Shahed University

Representation of functional connectivity of brain regions from EEG signals for investigating the discrimination in temporal patterns of visual events

Tahereh Taleei | Ali Motie-Nasrabadi
URL :   http://research.shahed.ac.ir/WSR/WebPages/Report/PaperView.aspx?PaperID=169829
Date :  2020/05/04
Publish in :    مهندسي پزشکي زيستي=Iranian Journal of Biomedical Engineering
DOI :  https://doi.org/10.22041/ijbme.2022.546327.1747
Link :  http://www.ijbme.org/article_252037.html?lang=en
Keywords :EEG signals, Time perception, Functional connectivity, Phase lag index

Abstract :
To interact with such an ever-changing environment in which we live, our brain requires to continuously generate and update expectations about relevant upcoming events and their estimation for the corresponding sensory and motor responses. The goal of this study is to investigate the connectivity in time perception in the two predictable and unpredictable conditions. The data needed for the study from EEG signals recorded from the existing database that included an experiment was conducted on 29 healthy subjects in the two predictable and unpredictable conditions and in 4 delays of 83, 150, 400, 800 ms for each person was done.

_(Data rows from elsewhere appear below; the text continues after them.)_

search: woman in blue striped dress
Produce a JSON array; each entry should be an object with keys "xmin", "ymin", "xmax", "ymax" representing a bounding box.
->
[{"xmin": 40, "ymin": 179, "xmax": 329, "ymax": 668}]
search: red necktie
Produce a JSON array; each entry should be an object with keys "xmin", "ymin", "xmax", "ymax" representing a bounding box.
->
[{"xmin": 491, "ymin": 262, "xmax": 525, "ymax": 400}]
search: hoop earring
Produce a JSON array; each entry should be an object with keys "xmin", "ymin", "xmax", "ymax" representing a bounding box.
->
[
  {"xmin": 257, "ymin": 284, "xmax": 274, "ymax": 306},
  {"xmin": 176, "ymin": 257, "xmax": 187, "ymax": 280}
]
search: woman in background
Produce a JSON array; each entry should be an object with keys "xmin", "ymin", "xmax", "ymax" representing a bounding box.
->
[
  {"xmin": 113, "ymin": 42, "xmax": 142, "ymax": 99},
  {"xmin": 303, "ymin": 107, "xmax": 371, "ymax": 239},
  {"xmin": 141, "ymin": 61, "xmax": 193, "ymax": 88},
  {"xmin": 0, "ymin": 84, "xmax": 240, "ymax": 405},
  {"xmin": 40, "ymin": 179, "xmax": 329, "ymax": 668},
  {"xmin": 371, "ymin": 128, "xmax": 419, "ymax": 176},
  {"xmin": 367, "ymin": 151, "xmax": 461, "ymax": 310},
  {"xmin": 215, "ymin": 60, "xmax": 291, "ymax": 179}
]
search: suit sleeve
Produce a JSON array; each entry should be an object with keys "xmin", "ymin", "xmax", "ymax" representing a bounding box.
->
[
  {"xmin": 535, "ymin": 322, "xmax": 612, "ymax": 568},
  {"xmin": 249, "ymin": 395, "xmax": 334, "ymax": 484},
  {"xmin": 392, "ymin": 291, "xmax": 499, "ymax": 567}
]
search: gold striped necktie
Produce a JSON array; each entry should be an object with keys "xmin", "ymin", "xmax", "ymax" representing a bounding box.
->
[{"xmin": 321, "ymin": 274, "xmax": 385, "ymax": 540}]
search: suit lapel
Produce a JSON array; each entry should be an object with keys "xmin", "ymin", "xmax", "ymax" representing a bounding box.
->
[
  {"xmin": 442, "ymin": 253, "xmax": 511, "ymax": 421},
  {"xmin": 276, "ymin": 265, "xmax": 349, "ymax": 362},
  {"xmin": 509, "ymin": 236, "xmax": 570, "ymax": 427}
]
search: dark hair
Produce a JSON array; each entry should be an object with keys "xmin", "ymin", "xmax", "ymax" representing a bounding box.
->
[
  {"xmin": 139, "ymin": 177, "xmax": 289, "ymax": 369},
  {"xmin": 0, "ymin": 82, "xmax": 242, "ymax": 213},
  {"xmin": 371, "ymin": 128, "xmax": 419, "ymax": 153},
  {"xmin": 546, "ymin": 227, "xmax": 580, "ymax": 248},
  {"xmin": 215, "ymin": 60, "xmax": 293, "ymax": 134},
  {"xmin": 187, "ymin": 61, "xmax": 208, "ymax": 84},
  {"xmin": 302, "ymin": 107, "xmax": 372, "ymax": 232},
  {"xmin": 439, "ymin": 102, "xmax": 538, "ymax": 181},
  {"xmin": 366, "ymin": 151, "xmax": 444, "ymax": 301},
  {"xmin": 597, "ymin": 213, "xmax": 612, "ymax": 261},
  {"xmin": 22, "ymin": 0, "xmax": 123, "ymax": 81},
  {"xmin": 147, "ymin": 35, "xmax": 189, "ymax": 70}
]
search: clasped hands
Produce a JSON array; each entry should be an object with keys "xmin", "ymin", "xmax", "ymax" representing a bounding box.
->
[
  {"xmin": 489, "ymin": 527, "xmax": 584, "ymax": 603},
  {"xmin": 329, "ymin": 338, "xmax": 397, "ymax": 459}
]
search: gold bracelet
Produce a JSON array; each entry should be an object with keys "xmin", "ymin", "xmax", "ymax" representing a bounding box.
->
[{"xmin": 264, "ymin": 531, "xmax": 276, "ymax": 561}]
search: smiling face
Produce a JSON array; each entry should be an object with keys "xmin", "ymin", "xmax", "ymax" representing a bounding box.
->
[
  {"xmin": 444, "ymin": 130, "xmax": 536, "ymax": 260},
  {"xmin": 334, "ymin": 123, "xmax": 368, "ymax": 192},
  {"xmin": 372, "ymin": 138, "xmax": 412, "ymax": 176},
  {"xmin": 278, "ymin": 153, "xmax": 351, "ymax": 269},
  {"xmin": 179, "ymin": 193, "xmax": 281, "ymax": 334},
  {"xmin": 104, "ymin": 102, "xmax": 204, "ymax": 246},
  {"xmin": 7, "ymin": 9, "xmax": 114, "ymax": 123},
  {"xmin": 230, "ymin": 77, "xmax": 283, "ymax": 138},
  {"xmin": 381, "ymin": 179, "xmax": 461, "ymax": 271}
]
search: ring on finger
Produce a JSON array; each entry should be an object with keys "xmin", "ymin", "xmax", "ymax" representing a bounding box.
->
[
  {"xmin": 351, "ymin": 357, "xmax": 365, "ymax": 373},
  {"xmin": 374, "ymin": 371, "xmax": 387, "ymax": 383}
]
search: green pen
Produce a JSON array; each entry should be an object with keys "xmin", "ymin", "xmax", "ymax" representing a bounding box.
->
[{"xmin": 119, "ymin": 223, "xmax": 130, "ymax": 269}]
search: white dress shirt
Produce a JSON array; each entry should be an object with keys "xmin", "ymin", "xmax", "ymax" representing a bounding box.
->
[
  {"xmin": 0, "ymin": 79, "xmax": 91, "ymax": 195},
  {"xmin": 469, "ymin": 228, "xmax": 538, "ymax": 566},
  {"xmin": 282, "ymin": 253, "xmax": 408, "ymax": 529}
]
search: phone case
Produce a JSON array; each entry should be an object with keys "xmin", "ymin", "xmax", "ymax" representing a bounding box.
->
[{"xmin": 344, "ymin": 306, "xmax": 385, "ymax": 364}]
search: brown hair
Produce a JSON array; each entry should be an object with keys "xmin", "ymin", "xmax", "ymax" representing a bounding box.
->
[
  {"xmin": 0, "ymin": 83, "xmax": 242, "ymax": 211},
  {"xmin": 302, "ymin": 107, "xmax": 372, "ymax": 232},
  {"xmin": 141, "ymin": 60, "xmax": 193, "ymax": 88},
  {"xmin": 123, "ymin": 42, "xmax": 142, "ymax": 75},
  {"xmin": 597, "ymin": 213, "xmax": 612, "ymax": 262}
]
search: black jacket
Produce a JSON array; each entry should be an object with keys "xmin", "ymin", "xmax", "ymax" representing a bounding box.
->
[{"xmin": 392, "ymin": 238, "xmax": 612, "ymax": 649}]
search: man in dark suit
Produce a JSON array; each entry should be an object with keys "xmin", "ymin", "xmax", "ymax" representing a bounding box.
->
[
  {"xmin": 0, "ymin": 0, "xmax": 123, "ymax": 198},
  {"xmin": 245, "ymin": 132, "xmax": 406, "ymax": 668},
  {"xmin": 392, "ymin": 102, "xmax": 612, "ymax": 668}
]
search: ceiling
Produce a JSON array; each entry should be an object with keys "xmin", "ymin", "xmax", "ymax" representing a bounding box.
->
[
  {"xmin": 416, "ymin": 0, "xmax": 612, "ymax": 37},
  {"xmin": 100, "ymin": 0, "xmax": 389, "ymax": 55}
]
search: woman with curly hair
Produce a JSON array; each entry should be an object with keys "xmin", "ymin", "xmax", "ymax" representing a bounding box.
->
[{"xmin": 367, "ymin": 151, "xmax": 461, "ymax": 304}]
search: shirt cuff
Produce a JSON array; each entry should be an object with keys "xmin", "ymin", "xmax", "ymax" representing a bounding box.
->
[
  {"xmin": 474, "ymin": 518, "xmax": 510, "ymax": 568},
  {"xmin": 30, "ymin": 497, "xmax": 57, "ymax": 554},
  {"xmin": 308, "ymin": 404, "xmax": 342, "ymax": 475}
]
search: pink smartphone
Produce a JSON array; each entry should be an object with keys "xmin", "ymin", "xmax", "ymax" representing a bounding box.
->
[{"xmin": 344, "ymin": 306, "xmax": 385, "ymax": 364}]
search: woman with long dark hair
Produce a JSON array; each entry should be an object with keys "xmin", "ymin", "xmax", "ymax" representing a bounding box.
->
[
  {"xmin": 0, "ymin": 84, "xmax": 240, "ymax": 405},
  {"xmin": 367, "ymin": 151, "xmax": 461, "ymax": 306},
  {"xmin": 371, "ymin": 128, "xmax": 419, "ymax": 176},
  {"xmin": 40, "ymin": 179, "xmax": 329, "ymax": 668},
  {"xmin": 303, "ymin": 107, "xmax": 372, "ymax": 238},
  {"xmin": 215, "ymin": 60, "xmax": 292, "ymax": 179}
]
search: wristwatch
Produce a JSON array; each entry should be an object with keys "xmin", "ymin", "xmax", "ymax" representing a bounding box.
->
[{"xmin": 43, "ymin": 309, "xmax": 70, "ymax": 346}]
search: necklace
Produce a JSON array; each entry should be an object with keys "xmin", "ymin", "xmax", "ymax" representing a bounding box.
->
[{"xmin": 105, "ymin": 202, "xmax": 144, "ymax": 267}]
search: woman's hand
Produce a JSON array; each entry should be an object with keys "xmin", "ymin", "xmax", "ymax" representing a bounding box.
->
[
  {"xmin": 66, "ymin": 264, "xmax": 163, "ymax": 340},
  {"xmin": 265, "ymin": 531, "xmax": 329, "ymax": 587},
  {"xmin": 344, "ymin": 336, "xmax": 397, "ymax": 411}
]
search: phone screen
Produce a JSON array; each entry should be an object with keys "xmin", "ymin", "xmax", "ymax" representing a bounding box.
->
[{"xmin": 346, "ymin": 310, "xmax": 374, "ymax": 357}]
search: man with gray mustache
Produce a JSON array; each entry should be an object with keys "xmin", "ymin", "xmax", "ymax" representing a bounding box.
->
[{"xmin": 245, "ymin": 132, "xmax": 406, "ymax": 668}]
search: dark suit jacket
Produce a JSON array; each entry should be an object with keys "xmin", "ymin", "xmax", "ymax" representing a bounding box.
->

To estimate the functional connectivity between brain regions, we used the phase lag index method. This method is used to detect time perception in two conditions, predictable and unpredictable events. Initially, by comparing the two conditions in 4 delays was shown that more of the differences were in the gamma, beta, and theta bands. Also, the significant difference between the delays in the predictable condition was greater than the unpredictable condition. Then, the difference between the two conditions in each delay was discussed. The results showed a significant difference in all delays. The alpha band in the unpredictable condition in 400-ms delay, the number of connectivity between occipital and temporal regions was increased and stronger, and also the mean of the unpredictable connectivity was higher than predictable condition. In the delta band for 150, 400 and 800-ms delays, there was connectivity between the central and frontal regions, whereas in 83-ms-delay there was stronger connectivity between the central and prefrontal regions. The right hemisphere of the prefrontal is important in time perception. At the longest delay (800 ms), in three bands, delta, theta, and beta, connectivity decreased in both conditions compared to the other delays.